F1-score provides a harmonic mean of precision and recall, offering a balanced performance measure:

$${{\rm{F1\; -\; score}}}=2\times \frac{{{\rm{Precision}}}\times {{\rm{Recall}}}}{{{\rm{Precision}}}+{{\rm{Recall}}}}=\frac{2TP}{2TP+FP+FN}$$
(10)

Accuracy represents the overall heritage value recognition performance across all categories:

$${{\rm{Accuracy}}}=\frac{TP+TN}{TP+TN+FP+FN}$$
(11)

where TN indicates true negatives - correctly rejected instances.

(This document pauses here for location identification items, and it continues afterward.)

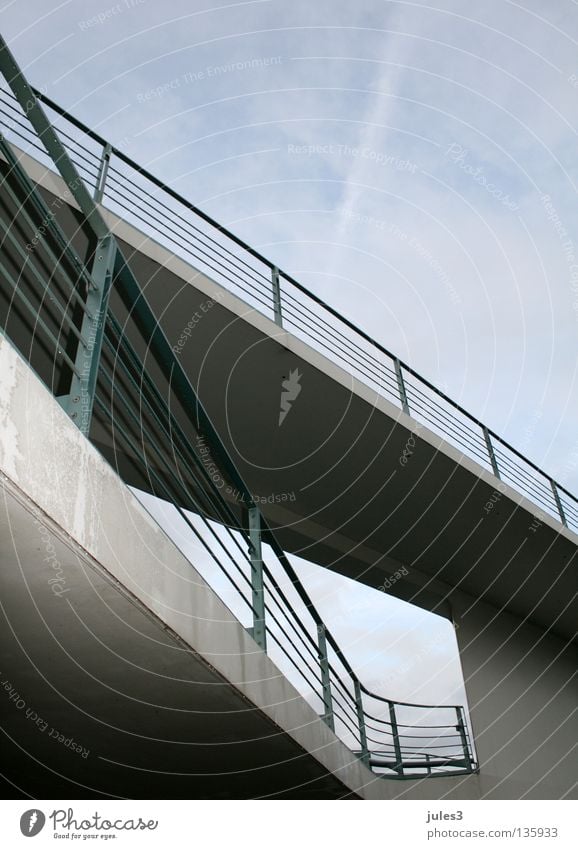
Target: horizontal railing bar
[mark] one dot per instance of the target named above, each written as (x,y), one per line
(241,243)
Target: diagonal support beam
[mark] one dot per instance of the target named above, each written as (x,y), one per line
(83,386)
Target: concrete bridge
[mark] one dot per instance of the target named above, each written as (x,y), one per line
(114,643)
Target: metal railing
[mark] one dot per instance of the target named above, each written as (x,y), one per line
(84,346)
(160,212)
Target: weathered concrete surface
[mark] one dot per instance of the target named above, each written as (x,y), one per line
(431,518)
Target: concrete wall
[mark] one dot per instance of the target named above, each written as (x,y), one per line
(522,692)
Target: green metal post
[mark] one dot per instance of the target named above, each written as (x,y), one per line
(558,503)
(258,631)
(276,296)
(325,678)
(361,723)
(395,735)
(461,727)
(401,386)
(491,453)
(102,173)
(83,386)
(54,147)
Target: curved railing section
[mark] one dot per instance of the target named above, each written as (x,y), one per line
(156,209)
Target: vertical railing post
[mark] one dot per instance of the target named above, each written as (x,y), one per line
(102,173)
(558,502)
(461,727)
(361,723)
(491,454)
(258,631)
(325,677)
(401,386)
(276,295)
(395,735)
(83,385)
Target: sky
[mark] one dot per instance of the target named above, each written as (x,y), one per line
(413,163)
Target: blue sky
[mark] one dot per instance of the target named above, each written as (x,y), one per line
(393,156)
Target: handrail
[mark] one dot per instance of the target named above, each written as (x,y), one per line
(341,707)
(282,274)
(155,418)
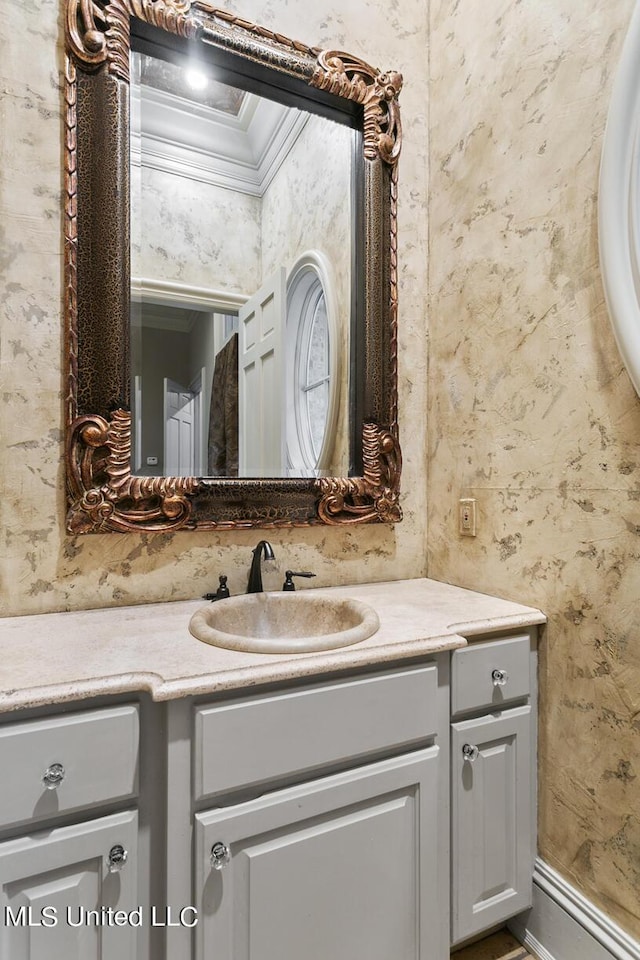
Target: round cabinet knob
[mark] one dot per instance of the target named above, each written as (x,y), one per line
(53,776)
(470,752)
(220,855)
(116,858)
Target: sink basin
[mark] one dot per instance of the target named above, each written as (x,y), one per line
(283,623)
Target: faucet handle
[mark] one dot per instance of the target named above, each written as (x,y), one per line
(288,574)
(221,593)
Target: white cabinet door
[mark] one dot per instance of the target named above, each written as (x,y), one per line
(338,869)
(492,829)
(50,880)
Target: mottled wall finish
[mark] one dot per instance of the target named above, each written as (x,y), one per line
(531,410)
(43,569)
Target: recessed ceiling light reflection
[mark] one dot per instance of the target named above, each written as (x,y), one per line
(196,79)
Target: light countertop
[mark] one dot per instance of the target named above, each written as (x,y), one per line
(61,657)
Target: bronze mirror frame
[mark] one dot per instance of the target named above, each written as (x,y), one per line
(103,495)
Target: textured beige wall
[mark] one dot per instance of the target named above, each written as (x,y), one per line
(41,568)
(530,408)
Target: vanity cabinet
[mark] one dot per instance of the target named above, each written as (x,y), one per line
(61,854)
(336,852)
(493,782)
(389,812)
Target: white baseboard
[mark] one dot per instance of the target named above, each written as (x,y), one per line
(563,925)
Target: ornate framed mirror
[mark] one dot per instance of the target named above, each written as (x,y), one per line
(186,215)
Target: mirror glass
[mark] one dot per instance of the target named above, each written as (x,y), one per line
(242,241)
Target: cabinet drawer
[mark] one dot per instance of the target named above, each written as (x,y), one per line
(250,741)
(57,764)
(472,682)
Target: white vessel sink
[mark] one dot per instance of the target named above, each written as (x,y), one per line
(283,623)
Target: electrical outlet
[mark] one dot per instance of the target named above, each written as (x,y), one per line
(467,516)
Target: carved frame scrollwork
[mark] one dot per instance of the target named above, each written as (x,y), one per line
(103,495)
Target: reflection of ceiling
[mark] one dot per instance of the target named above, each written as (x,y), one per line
(161,317)
(239,143)
(169,78)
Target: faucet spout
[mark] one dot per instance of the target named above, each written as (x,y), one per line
(264,549)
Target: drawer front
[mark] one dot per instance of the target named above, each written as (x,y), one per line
(473,686)
(57,764)
(248,742)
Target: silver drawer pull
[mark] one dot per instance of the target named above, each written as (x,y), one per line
(220,855)
(53,776)
(470,752)
(116,858)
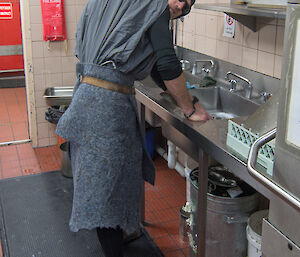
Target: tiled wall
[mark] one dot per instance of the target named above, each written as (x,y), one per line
(52,67)
(261,51)
(201,31)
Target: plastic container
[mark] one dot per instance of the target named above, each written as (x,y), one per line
(66,167)
(226,219)
(150,141)
(254,233)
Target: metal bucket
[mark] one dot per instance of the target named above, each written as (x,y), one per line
(66,168)
(226,221)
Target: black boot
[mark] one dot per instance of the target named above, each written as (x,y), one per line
(111,241)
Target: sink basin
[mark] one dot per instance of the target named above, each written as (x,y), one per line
(56,96)
(220,103)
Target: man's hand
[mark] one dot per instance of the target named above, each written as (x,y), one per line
(178,89)
(200,114)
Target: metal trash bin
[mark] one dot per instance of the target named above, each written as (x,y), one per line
(226,217)
(66,167)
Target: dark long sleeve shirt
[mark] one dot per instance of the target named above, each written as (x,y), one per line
(167,66)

Comparison of Fine-tuning Method

We explore the influence of different fine-tuning strategies on the recognition performance of primary values in heritage images by comparing three representative approaches: Low-Rank Adaptation (LoRA)55, linear-probe, and full fine-tuning. The hyperparameter configuration for each method was carefully optimized according to their respective trainable parameter scales. We referred to the hyperparameter settings reported in55 and59 as a starting point, and further employed grid search to identify the best-performing configurations for our task, particularly for sensitive parameters such as learning rate and weight decay. In our evaluation framework, each image’s primary heritage value served as the ground truth label, with model performance quantified by recognition accuracy.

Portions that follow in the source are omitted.